しかし、それはマナの恩恵を得られる人間のみにとって都合の良い偽りの平穏であり、マナをあつかえない者たちは「ノーマ」という蔑称で反社会的人物として虐げられ、「ノーマ管理法」と呼ばれる法律に基づき、社会から隔離されるという非人道的なあつかいを受けていた。それは生まれたばかりの赤子ですらも例外として認められず、マナをあつかえる者たちはそのことに何の疑問も抱かず、むしろ当然のように考えていた。
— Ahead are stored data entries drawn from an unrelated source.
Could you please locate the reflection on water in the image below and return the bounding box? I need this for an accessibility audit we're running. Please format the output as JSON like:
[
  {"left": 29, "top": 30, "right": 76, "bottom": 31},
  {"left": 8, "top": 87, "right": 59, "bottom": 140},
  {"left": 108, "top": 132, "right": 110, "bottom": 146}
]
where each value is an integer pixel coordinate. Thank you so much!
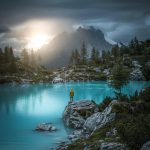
[{"left": 0, "top": 81, "right": 149, "bottom": 150}]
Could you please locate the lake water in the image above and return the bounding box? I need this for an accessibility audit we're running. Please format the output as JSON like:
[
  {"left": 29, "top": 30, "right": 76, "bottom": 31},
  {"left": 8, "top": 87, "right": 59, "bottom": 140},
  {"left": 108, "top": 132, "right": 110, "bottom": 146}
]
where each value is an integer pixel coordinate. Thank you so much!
[{"left": 0, "top": 81, "right": 150, "bottom": 150}]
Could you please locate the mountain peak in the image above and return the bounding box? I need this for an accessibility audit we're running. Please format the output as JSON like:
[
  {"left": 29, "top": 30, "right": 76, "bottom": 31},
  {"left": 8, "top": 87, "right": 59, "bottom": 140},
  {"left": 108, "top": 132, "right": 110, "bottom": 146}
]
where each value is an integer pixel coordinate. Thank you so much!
[{"left": 40, "top": 26, "right": 113, "bottom": 68}]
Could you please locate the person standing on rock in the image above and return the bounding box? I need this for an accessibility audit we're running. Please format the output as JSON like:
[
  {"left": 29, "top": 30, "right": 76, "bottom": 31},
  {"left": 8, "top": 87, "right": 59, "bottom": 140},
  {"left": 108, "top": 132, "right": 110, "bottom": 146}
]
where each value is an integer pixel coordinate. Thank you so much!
[{"left": 70, "top": 88, "right": 74, "bottom": 102}]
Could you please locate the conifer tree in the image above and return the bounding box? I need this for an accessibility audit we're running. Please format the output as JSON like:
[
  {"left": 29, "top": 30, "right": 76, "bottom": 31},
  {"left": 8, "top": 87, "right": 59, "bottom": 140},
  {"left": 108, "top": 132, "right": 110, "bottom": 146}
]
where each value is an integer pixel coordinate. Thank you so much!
[
  {"left": 110, "top": 59, "right": 130, "bottom": 96},
  {"left": 30, "top": 49, "right": 36, "bottom": 66},
  {"left": 80, "top": 42, "right": 87, "bottom": 64},
  {"left": 91, "top": 47, "right": 96, "bottom": 64},
  {"left": 21, "top": 48, "right": 29, "bottom": 65},
  {"left": 74, "top": 49, "right": 80, "bottom": 65}
]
大国「ミスルギ皇国」の第一皇女で、民衆から絶大な支持を受け何不自由の無い人生を約束されていたアンジュリーゼ・斑鳩・ミスルギもまた、ノーマ根絶を理想とする歪んだ思想に染まっていた人間の1人であったが、16歳を迎えて洗礼の儀が執り行われた際、兄・ジュリオによって自身がそれまで人間と認めようとしなかったノーマである事実を暴露される。まったく知らなかった事実を受け入れられず、困惑するアンジュリーゼに対し、皇国の人々はあっけなく掌を返す形で彼女を憎むべき敵としてあつかい、その混乱の最中でアンジュリーゼを兵士の銃弾から庇った母・ソフィアは命を落とし、父・ジュライは皇帝の座を簒奪される。